DOUBLE Olympic champion Dame Kelly Holmes DBE served with the British Army for nearly ten years before becoming an elite athlete. We caught up with Kelly to talk about her military life and the importance of good mental health and wellbeing…
Congratulations on becoming the first ever Honorary Colonel of the Royal Armoured Corps Training Regiment. How important is it to you to maintain your military connections?
I’m really honoured to receive this accolade because I’m proud of my former career as an HGV driver and Physical Training Instructor. Having wanted to go in the Army since the age of 14, and joining just before 18, I’d achieved that ambition.
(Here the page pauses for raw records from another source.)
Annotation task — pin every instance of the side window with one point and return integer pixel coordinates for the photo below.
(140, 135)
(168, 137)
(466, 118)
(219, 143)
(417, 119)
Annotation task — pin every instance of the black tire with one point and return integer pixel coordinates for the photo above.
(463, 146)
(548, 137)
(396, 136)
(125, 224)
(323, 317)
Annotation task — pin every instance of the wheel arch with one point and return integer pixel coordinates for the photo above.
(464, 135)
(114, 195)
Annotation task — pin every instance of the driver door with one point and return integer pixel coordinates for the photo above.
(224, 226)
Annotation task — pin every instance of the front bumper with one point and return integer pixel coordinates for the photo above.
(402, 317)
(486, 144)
Were you from a military family?
I was the first person in my family to ever want to join. It was after I’d been shown a video in school. It gave me a sense of wanting to do something for myself. My mum and step dad were very supportive.
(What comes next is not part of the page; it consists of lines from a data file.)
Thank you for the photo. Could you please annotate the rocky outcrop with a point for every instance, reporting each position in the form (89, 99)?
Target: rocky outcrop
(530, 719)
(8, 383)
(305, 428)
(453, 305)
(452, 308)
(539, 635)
How much did your Army career spur you on to success on the track?
Coming back into international athletics during my career, the Army helped me with the discipline required, with respecting myself and others I was competing against, and with proving to myself that I can achieve what I set out to achieve and that was to be Olympic champion. Being in the Forces gives you a strength of character that I wouldn’t have had when I joined.
Did the skills that you learnt in the Army, such as resilience and determination, help you through those big sporting events?
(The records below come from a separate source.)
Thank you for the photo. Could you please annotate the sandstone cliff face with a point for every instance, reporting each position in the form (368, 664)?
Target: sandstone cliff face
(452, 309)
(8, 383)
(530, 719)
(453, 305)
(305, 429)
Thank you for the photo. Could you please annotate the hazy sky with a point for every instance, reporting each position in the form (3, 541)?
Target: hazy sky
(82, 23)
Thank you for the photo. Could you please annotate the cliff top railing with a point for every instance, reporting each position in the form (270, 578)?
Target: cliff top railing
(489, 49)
Definitely. They give you that sense of purpose. You grow up quickly in the Army, so you learn to cope with things at a younger age. Resilience is one word that I would take throughout my whole life and pass on to other people. It’s easier to give up and not as easy to stay focused and strong. Resilience helps you do that.
What was Army life like when women weren’t allowed to serve on the front line?
I joined the Women’s Royal Army Corps, so I didn’t know any different, but now all roles will be open to women to take up as a career. This has made a massive change in how women feel moving forward in life and progressing in military roles. If some of these were available when I was a kid I would have taken them up, especially as I’ve now been attached to The Royal Armoured Corps.
You’ve had your ups and downs during your career. How easy did you find it to open up about emotional wellbeing?
I didn’t talk to anyone when I was struggling with my mental health. Leading up to the Athens Olympic Games when I self-harmed, I would try to cover it up with makeup, plasters, clothes. I used to keep it all to myself. My family and friends were in the dark. It wasn’t until I got asked to write my autobiography that I let people in on that part of my life, telling them about the state of my mental health. It really helps to talk about it. I’ve just recorded a podcast and it looks at the lives of ten people in the public eye who have gone through mental health struggles. We all have a mental health, in the same way that we all have physical health. Sometimes it’s good, sometimes it’s bad. We need to talk about it.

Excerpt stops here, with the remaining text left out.